Nope, someone responds. Coral. Deep-sea coral.

The tourist caps his camera, looks bemused. He didn't know we had that here.



THE SUBS

The Finding Coral subs were made by North Vancouver-based Nuytco Research Ltd., and included two solo Deep Workers and the Aquarius, a larger sub that can accommodate three people, including a pilot. Expedition members had training sessions in Burrard Inlet before the trip.

Pilots use thrusters to direct the subs, which are battery-powered. Inside the Aquarius, the sound of the thrusters was reminiscent of that of an electric sewing machine.

Trip scientists, most of whom were seasoned scuba divers, said the subs were straightforward to operate and provided a direct, thrilling window to deep-sea life without worries over decompression. The typical diving uniform was jeans, sweaters and stocking feet.

Fisheries and Oceans Canada used to have a manned submersible for research. Between 1973 and 1986, the Pisces IV logged hundreds of research trips in the Pacific, Atlantic and Arctic oceans. As part of budget cuts, the Pisces IV was replaced with a remotely operated vehicle, or ROV.

Since 1995, the ROV - dubbed ROPOS, the remotely operated platform for ocean sciences - has been run by the Canadian Scientific Submersible Society, a non-profit group that maintains the system and contracts it out to universities and government agencies.

Last year, a ROPOS expedition collected data on deep-sea corals and glass sponge reefs off the B.C. coast.

ROV fans say the systems provide superior data collection (because ROVs can work longer hours at greater depths), can be launched in rougher weather, and do not pose the safety concerns associated with manned submersibles.

Wendy Stueck

MARINE BIOLOGY 101

A deep-sea coral is a colony of tiny animals, called polyps. Related to sea anemones and jellyfish, polyps are equipped with tentacles that grab nutrients from ocean water.

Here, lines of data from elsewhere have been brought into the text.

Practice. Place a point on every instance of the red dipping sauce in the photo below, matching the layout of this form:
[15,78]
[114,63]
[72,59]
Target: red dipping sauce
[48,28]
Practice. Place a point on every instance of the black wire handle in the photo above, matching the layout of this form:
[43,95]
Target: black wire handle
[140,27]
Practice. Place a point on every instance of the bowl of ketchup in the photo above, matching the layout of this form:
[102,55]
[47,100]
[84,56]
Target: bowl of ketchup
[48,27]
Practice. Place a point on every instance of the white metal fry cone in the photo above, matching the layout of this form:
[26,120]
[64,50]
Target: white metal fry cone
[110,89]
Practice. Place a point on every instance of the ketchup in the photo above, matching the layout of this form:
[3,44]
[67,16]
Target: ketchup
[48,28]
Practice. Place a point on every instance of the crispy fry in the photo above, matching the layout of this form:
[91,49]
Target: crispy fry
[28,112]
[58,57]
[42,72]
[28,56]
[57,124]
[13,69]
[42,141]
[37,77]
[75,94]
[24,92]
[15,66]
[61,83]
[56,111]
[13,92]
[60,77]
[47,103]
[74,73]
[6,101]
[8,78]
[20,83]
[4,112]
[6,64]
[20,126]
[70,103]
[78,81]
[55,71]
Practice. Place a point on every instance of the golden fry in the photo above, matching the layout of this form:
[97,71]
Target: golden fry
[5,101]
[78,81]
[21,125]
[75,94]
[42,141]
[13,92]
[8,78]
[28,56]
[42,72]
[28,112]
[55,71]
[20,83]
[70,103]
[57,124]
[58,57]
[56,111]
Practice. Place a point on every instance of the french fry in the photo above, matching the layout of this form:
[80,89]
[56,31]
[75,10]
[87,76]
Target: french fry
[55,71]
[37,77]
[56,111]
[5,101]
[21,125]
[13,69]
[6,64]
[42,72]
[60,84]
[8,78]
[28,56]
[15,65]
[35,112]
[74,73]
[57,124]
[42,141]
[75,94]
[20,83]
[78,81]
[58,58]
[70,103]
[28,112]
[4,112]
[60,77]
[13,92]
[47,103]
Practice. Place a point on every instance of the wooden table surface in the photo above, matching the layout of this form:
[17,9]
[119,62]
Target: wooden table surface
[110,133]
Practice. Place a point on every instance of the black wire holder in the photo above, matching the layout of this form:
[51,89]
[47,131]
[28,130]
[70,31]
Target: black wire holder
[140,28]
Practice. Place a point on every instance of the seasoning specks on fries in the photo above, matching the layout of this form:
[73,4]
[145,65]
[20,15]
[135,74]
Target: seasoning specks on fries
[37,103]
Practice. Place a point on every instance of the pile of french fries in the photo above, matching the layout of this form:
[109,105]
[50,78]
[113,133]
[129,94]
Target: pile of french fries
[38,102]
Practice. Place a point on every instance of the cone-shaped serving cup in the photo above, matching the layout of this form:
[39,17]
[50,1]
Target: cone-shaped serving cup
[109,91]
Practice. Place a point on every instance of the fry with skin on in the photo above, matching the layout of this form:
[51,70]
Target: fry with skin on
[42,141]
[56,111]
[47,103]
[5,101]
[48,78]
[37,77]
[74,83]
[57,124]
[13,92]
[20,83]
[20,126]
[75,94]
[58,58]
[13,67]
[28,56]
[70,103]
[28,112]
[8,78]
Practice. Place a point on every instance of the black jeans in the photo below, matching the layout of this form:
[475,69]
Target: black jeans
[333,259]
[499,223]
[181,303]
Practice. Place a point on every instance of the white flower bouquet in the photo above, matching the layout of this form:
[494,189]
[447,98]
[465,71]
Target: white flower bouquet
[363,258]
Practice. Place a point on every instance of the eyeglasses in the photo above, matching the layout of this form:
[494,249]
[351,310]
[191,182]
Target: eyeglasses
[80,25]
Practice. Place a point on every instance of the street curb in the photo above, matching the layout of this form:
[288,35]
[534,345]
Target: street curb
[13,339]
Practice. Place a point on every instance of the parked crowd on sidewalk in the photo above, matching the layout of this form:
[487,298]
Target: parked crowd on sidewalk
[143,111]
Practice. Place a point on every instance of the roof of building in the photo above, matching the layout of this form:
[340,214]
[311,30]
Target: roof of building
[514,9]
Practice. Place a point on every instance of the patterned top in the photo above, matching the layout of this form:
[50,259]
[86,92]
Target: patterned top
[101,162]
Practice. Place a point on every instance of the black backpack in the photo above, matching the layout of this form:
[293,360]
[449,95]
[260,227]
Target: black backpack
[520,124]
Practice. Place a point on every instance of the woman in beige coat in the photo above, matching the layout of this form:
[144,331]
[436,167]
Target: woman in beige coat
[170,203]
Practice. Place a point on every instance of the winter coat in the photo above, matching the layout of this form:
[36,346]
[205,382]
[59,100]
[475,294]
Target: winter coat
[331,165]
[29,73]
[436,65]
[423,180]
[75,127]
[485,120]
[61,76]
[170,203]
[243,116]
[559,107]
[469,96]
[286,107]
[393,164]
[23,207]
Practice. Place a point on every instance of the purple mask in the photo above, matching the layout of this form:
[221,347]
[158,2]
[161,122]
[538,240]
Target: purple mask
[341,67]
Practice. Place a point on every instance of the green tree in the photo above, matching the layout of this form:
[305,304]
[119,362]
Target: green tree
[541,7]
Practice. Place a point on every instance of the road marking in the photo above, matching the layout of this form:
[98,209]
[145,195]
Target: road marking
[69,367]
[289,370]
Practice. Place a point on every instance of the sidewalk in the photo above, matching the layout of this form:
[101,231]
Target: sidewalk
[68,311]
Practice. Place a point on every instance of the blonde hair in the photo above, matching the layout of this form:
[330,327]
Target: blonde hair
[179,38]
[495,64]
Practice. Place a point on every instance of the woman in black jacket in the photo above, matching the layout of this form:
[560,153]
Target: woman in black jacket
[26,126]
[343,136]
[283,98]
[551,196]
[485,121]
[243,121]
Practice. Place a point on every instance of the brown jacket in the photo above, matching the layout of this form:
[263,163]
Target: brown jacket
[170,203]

Unlike tropical corals - which grow in shallow, warm water and get most of their energy from the sun - deep-sea corals live in the cold depths and capture nutrients from the water that surrounds them. They serve as habitat for fish and other marine life.

Partly because of improved technology that has allowed researchers to study the creatures, deep-sea corals have been getting more research interest in recent years. In 2004, the UN Environment Programme highlighted deep-sea corals as a global conservation challenge, saying the creatures were more widespread than previously thought and thrive in waters off the coasts of more than 40 countries, including Spain and Suriname.

Deep-sea corals grow at about one-tenth the rate of tropical corals.